## Trending topics

### While topic modeling such as LDA seems to be an easy tool to identify topics, my past experience using it showed three drawbacks when it comes to our task of analyzing OCBC on Twitter.

1. Once an unsupervised model is selected, classfications become static, which means "unseen" topics in the future won't be able to be captured.

2. Twitter messages are very short and more likely to contain a homogenous topic than not, which challenges LDA's assumption of a probability distribution of "multiple" topics in each document.

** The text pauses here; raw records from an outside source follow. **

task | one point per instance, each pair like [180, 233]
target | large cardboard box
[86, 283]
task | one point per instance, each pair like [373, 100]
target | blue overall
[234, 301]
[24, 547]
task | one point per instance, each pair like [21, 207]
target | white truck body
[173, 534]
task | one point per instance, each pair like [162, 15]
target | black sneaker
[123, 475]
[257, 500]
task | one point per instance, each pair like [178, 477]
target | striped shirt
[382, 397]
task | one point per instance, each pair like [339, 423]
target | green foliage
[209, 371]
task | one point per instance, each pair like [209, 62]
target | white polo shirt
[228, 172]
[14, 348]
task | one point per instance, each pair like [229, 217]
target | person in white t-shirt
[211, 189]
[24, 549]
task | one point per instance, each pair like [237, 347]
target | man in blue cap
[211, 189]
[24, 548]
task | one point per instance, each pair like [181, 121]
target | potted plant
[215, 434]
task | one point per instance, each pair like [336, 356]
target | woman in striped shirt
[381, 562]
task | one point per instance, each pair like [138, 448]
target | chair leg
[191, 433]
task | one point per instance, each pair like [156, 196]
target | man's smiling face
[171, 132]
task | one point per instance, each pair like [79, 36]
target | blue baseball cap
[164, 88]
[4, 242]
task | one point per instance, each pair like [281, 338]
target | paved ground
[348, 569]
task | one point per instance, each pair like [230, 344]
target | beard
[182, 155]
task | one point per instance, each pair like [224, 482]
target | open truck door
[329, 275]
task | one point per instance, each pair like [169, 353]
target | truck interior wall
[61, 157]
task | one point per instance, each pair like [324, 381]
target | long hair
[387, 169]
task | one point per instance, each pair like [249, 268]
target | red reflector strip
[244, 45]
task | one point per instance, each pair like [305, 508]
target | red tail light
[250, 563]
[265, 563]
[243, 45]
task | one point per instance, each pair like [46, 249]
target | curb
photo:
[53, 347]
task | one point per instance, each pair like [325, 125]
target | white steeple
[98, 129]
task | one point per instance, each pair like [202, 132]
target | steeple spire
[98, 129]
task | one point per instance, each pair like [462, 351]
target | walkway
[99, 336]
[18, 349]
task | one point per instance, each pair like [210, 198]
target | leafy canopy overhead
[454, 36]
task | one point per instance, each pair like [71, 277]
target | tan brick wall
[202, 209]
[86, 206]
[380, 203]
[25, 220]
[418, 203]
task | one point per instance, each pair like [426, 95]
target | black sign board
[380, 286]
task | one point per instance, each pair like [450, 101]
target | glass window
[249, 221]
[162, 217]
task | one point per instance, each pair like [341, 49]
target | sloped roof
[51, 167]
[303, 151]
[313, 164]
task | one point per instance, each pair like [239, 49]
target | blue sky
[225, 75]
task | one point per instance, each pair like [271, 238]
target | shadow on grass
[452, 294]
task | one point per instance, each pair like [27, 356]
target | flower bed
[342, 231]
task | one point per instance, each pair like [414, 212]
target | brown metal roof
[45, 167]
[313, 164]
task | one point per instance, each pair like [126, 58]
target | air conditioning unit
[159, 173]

3. Ultimately LDA is a statistical model that isn't quite able capture similar semantics of words

### Instead, here I build a *"live"* pipeline of trending topic detector combining several techniques such as Doc2Vec and hierachical clustering. This approach allws us to focus on recent documents, regardless what the past topic distribution might look like.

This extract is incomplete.